Implementing the policy

Retired Army Col. Mike Jason remembered the first time he witnessed DADT in action. In the mid-90s, he was preparing to work with one of his favorite mechanics, but learned the man had left because he came out to his first sergeant, saying he couldn’t lead a double life anymore.
Jason said he thought, “‘Well, this is ridiculous. The guy’s an amazing soldier. Why do we care?’ And I realized I was part of the institution that had allowed that to happen.”

Years later, Jason was commanding a combat arms unit at Fort Stewart, Georgia, when he received the orders to implement the DADT repeal. He was told to meet with soldiers in small groups, with the chaplain present. In those meetings, Jason’s message was clear– he wanted everyone to be regarded for their “professional integrity” and not to be discriminated against based on who they love.

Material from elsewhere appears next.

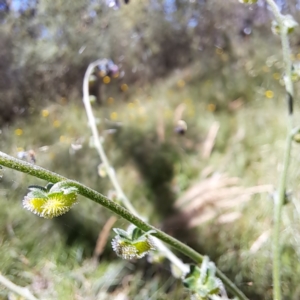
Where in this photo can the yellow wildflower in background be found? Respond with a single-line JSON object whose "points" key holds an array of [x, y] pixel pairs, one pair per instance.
{"points": [[18, 132], [266, 69], [276, 76], [113, 116], [269, 94], [124, 87], [45, 113], [110, 100], [211, 107], [181, 83], [56, 124]]}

He noted that the military is a conservative institution and that it’s easy to become so steeped in it that you can tune out an ever-changing world. But that doesn’t mean senior military leaders don’t want to embrace reform. Jason urges patience if their attempts seem slow or clumsy.

“They don’t have the way of talking about it or growing in the way they express themselves,” he said. “They want to be allies. But we can often turn allies off because we’re impatient with their use of language.”

Building on the legacy

For Lt. Col. Bree Fram, an active duty astronautical engineer in the Air Force who is trans, the repeal of DADT paved the way for future reform, even as it focused on lesbian, gay and bisexual service members.

“A lot of people thought [the DADT repeal] covered trans folks. So we were almost forgotten by a lot of people because they were celebrating,” Fram said.

In June 2016, the Department of Defense announced it was lifting the ban on transgender troops serving openly. Fram came out to her colleagues the day the policy was announced. It allowed her to be honest about a part of her life which, besides her wife and children, she had concealed from almost everyone, save a few people.

Demonstrators gather to protest President Donald Trump’s announcement that he plans to reinstate a ban on transgender individuals from serving in any capacity in the U.S. military, at the White House in July 2017. Photo by REUTERS/Jonathan Ernst

But beyond the mental burden it lifted, it allowed her to focus on the very thing the military trained her to do — her work.

“When you have to dedicate that mental energy to protecting yourself and protecting your identity, that’s energy that instead could be used to accomplish the mission to get your job done,” said Fram, who is now also vice president and communications director at SPART*A, an organization that supports transgender service members.

A few years later, after the DOD had phased in new policies to address its trans service members, Trump announced, via tweet, that he was reinstating the ban.

In addition to throwing the entire military community into confusion over whether he could really undo the policy via tweet, it was demoralizing to the trans service members who had so recently been allowed to emerge from the shadows. But in some ways it also mobilized the community, Fram said.

“The best thing for them to do was to lace up their boots, get to work and get the job done to prove again and again that they belong,” she said. “In a strange way, I actually look back at it and say the president did us a favor by shining a spotlight on our service.”

Fram is looking forward to President-elect Joe Biden reversing the Trump trans ban via executive order on day one of his administration. But she said that is only where the work resumes. She said SPART*A has spent the last four years collecting the testimony of its 1,100 members to help inform DOD policy going forward.

But more permanently, Fram said, the trans military ban must be legislated out of existence, to ensure it can’t again be undone by executive fiat.

“We do believe that in a few more years, the thought of turning back the clock again would be so difficult as to make it nearly unthinkable,” she said.